Background

The Moment I Chose to Live


I can still remember the day when making the right choice was the biggest challenge of my life. Two years ago, I had a life-threatening disease that could have led to my death. It all started last December 31, 2010 in our province, Malita, Davao del Sur when I woke up at three o’clock in the afternoon. When I went out of the room, I saw my Tita preparing the ingredients for our dinner. Since that dish was really my favorite, I decided to eat only bread so that I can eat a lot more later. We were in church attending mass at six o’clock in the evening when the upper part of my stomach ached. My mother and I assumed that it was nothing and I just needed to apply some liniment on it.
When we arrived home, the dinner was ready. And since I only had bread for breakfast and lunch, I ate a lot until my stomach ached again. The feeling was as if I was still hungry. So I went to my room and rested but I found myself eating again, thinking I could ease the pain in that way. But the pain never went away, it hurt even more. I cried and cried because I was already feeling back pains and this scared my mother. She brought me to the hospital, but the doctor said that it was just ulcer and gave me medicines for it.
I took the medicines, but there were really no changes, no effect at all. So my Tito decided to call a faith healer. The faith healer arrived, prayers were said and rituals were done. But still, the pain that I felt was still there. My mother was very worried, but the fear I felt in my heart was worse. I didn’t know what to say, I didn’t know what to do. I tried to keep calm but the thoughts in my head were really bothering me. I had the worst New Year’s gift ever, celebrating New Year lying in bed and suffering from stomach pain.
The next morning, we decided to go home to Davao so that we could go to a better hospital. I was a little relieved from the pain. When we got home, I even started to make my project to pass when classes resume on January 3. A few minutes later, I started to feel the pain again, but I didn’t mind because I really had to finish my work. At six o’clock, the pain was back again! I cried and my mother said that we will go to the hospital the next day. So I lied in my bed crying and trying to fight against the pain. I prayed to God and told Him that I needed Him. “Lord, if you want to take me now, please take me. Because I can’t.. I can’t do this anymore...” I begged as tears fell from my eyes.
I called out for my mother and told her that I wanted to go to the hospital. When we arrived at San Pedro Hospital, a nurse offered me a wheelchair but I said I could still walk. As we entered the Emergency Room, I was worried because there were so many patients. Minutes later, a nurse or maybe a doctor examined me and asked me some questions. I was admitted and was not allowed to eat nor drink for a couple of days.
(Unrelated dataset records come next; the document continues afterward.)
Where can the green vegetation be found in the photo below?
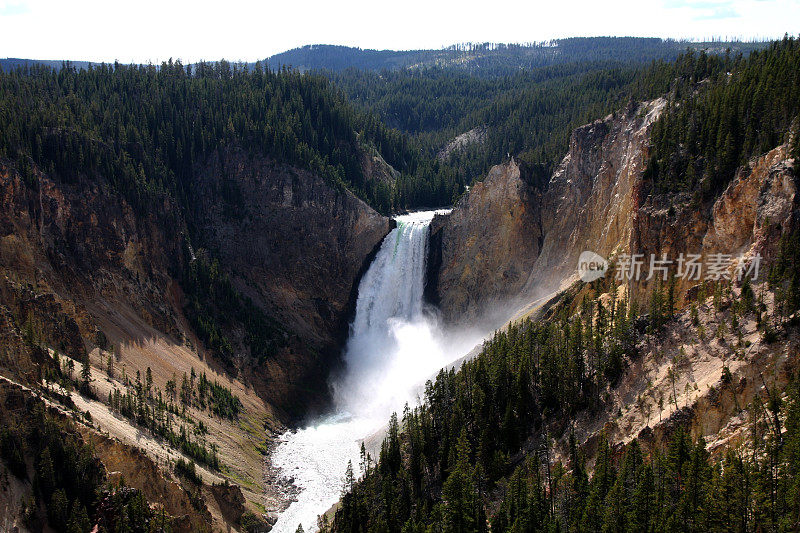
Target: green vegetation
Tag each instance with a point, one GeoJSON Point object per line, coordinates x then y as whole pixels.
{"type": "Point", "coordinates": [160, 413]}
{"type": "Point", "coordinates": [146, 130]}
{"type": "Point", "coordinates": [730, 110]}
{"type": "Point", "coordinates": [213, 306]}
{"type": "Point", "coordinates": [477, 450]}
{"type": "Point", "coordinates": [68, 480]}
{"type": "Point", "coordinates": [488, 60]}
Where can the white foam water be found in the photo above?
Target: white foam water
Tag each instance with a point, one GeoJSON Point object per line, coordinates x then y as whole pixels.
{"type": "Point", "coordinates": [395, 345]}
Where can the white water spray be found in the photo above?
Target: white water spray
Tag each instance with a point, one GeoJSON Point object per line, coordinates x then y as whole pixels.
{"type": "Point", "coordinates": [394, 347]}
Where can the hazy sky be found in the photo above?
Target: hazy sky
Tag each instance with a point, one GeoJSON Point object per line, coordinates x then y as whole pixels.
{"type": "Point", "coordinates": [150, 30]}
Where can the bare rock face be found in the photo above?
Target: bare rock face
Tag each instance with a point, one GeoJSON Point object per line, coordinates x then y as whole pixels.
{"type": "Point", "coordinates": [89, 269]}
{"type": "Point", "coordinates": [293, 243]}
{"type": "Point", "coordinates": [509, 244]}
{"type": "Point", "coordinates": [483, 251]}
{"type": "Point", "coordinates": [508, 241]}
{"type": "Point", "coordinates": [592, 198]}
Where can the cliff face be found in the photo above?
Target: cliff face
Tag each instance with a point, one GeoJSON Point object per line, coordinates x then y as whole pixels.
{"type": "Point", "coordinates": [93, 273]}
{"type": "Point", "coordinates": [508, 241]}
{"type": "Point", "coordinates": [292, 242]}
{"type": "Point", "coordinates": [596, 200]}
{"type": "Point", "coordinates": [484, 249]}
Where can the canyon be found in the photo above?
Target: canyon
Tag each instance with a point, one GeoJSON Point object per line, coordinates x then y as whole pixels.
{"type": "Point", "coordinates": [94, 278]}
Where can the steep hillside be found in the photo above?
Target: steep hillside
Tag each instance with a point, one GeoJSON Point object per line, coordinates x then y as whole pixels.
{"type": "Point", "coordinates": [640, 400]}
{"type": "Point", "coordinates": [496, 59]}
{"type": "Point", "coordinates": [188, 305]}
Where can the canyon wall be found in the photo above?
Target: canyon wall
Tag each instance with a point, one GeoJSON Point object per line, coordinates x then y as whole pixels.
{"type": "Point", "coordinates": [508, 242]}
{"type": "Point", "coordinates": [92, 272]}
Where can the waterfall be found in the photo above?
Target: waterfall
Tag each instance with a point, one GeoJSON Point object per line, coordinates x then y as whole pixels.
{"type": "Point", "coordinates": [393, 347]}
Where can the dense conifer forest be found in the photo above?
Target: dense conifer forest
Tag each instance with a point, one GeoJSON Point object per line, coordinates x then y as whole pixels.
{"type": "Point", "coordinates": [477, 456]}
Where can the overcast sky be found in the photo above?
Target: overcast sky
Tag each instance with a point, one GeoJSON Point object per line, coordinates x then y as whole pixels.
{"type": "Point", "coordinates": [155, 30]}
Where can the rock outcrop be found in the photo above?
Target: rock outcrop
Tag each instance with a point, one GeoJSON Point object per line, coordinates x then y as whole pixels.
{"type": "Point", "coordinates": [484, 250]}
{"type": "Point", "coordinates": [508, 243]}
{"type": "Point", "coordinates": [95, 273]}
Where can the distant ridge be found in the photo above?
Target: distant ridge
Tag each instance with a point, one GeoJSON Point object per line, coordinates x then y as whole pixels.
{"type": "Point", "coordinates": [500, 59]}
{"type": "Point", "coordinates": [477, 58]}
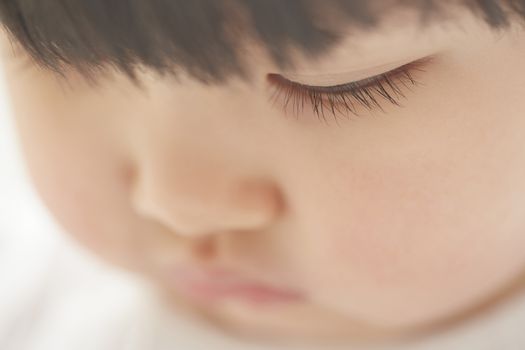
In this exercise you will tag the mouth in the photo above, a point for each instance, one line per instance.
(216, 285)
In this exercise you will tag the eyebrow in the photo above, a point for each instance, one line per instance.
(200, 37)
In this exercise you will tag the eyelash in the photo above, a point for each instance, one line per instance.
(338, 100)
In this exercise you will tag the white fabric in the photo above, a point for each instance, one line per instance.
(56, 296)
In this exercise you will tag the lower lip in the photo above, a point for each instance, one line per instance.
(208, 292)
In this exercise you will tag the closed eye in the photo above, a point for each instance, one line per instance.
(344, 99)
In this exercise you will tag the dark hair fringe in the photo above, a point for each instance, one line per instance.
(201, 37)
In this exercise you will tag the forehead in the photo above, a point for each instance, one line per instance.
(205, 37)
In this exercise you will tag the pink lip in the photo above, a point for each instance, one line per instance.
(215, 285)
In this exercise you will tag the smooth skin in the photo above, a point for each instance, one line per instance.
(386, 222)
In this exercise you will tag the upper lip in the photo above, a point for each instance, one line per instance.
(224, 281)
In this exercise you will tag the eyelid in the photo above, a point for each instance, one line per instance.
(343, 98)
(415, 65)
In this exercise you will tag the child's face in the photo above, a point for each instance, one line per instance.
(389, 220)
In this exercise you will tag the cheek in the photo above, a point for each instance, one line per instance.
(80, 179)
(420, 236)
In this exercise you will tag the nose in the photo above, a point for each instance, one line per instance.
(196, 197)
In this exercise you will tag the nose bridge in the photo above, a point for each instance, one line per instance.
(197, 190)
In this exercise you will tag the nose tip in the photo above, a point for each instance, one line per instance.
(211, 207)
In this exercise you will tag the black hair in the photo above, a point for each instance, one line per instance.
(202, 37)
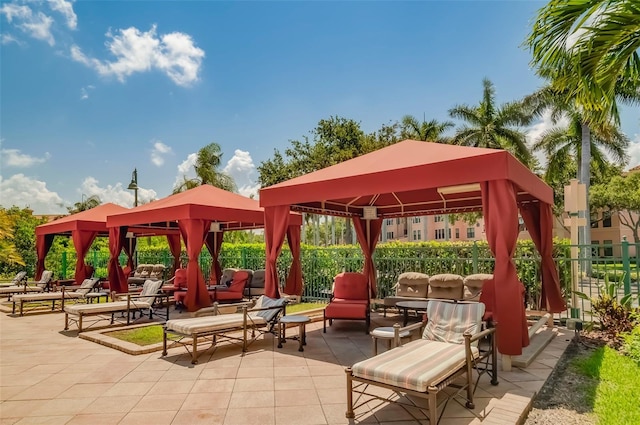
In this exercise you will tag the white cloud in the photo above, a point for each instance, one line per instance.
(8, 39)
(117, 194)
(23, 192)
(14, 158)
(159, 149)
(35, 24)
(186, 170)
(174, 54)
(84, 92)
(66, 9)
(243, 171)
(634, 152)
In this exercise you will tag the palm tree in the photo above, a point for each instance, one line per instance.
(207, 171)
(592, 47)
(563, 144)
(85, 204)
(431, 131)
(493, 126)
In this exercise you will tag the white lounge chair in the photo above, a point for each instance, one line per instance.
(128, 305)
(36, 300)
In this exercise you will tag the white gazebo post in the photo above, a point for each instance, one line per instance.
(575, 200)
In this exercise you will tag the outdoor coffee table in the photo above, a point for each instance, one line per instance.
(385, 332)
(417, 306)
(299, 320)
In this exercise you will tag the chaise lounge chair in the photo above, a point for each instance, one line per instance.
(36, 300)
(27, 286)
(128, 305)
(424, 368)
(264, 314)
(17, 279)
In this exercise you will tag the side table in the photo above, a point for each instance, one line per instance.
(385, 332)
(299, 320)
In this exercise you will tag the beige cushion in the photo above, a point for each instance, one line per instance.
(99, 308)
(196, 325)
(412, 284)
(446, 286)
(473, 285)
(448, 321)
(45, 296)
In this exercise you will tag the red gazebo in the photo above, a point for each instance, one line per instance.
(413, 178)
(199, 215)
(82, 227)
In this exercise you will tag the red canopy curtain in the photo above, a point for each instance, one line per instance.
(276, 222)
(214, 243)
(175, 248)
(43, 245)
(368, 232)
(117, 279)
(82, 241)
(129, 246)
(294, 279)
(538, 218)
(501, 224)
(194, 232)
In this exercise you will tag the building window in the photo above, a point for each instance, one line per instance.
(608, 248)
(594, 220)
(606, 219)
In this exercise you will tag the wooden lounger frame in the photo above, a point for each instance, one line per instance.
(190, 341)
(129, 312)
(485, 362)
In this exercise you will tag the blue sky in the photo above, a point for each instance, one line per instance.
(91, 90)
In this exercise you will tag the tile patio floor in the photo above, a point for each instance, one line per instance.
(48, 376)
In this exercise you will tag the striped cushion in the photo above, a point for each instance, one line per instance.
(78, 309)
(414, 366)
(448, 321)
(212, 323)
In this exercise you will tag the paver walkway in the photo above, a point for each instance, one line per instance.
(48, 376)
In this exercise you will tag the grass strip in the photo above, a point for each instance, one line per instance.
(616, 394)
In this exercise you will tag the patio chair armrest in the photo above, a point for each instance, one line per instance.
(397, 330)
(479, 335)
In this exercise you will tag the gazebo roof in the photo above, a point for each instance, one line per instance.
(230, 210)
(93, 220)
(408, 178)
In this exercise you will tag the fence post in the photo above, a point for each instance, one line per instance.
(626, 266)
(474, 253)
(64, 265)
(244, 257)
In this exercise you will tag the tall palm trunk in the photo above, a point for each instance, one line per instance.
(585, 178)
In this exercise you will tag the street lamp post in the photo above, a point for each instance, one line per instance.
(134, 186)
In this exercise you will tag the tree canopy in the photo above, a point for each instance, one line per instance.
(621, 194)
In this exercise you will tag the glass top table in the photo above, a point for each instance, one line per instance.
(417, 306)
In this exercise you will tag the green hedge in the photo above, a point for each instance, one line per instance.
(321, 264)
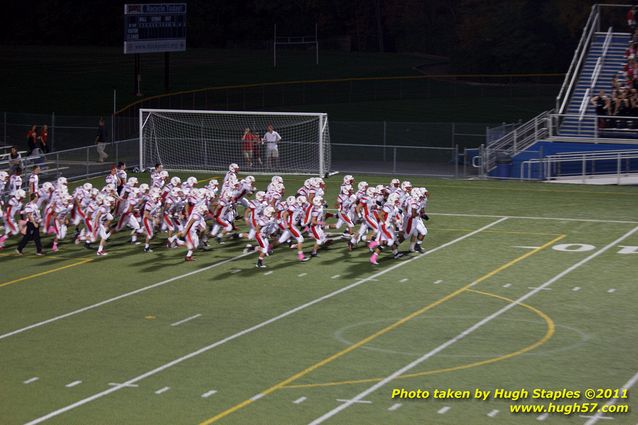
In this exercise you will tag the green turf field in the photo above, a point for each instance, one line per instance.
(523, 286)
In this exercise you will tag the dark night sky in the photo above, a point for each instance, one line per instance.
(478, 35)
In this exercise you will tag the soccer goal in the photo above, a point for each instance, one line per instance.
(210, 140)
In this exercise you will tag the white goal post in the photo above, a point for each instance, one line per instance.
(210, 140)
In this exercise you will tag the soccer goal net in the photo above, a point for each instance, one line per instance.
(210, 140)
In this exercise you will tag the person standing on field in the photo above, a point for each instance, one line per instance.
(100, 141)
(271, 139)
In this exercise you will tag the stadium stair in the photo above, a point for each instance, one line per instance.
(614, 62)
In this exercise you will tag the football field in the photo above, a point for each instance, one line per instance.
(522, 286)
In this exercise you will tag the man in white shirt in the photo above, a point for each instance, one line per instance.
(271, 139)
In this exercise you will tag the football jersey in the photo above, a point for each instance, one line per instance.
(15, 183)
(32, 208)
(34, 181)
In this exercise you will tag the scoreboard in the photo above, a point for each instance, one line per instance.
(151, 28)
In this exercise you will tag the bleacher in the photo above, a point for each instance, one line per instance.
(552, 143)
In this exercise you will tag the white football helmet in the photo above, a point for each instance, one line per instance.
(269, 211)
(394, 199)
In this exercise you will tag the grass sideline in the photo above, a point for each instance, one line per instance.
(591, 343)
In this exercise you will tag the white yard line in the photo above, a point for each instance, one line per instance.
(162, 390)
(119, 297)
(254, 328)
(470, 330)
(188, 319)
(628, 385)
(357, 401)
(587, 220)
(209, 393)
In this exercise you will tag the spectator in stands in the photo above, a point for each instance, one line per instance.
(631, 18)
(15, 160)
(100, 141)
(247, 147)
(32, 140)
(44, 139)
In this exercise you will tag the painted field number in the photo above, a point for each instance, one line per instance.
(583, 247)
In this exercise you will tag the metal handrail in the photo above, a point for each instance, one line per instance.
(572, 72)
(583, 105)
(601, 59)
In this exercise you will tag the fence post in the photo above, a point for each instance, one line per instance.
(618, 165)
(52, 131)
(385, 126)
(394, 160)
(453, 129)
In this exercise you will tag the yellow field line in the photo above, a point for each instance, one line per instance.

The first night was the worst; I cried so much, which made my mother and the nurses panic. My mother was complaining because they didn’t do anything for me to feel better. The nurses were trying their best, I knew. It was four or five in the morning when I fell asleep.  When I woke up, I wanted to eat but sadly, I couldn’t. My doctor arrived and said that I’m going to take some laboratory tests. So after many tests like x-ray, ultrasounds, and others, the doctor said that it was Pancreatitis. It is inflammation of the pancreas, which required immediate medical attention and hospitalization during an attack. If not prevented, this can damage blood vessels and lead to internal bleeding, which may be life-threatening.
            It was my third day in the hospital when my classmates came to visit me. And then I remembered that classes had already resumed two days ago. I felt like I wanted to regret all the things I did that made me have this disease but I didn’t, because I believed that everything happens for a reason and God has plans for me. So the next day, I was allowed to eat and drink a little because the doctor said I was recovering. That news made me and my Mom very happy.
            It was Friday when my doctor said I could go home. The pain went away and I was already fine. The doctor told me about the things not to eat and not to drink: acidic foods and alcoholic beverages. The doctor also said that we must be thankful that I was brought to the hospital in time because if I were not, I could have died.
            I left the hospital with such happiness in my heart, because I survived, because God has given me another chance to live, and because I made the right choice – to live. The things that we have and the things that are happening now are all from the choices we make, from the very moment we open our eyes to the moment we close them. It is our own choice, and it will always be that way.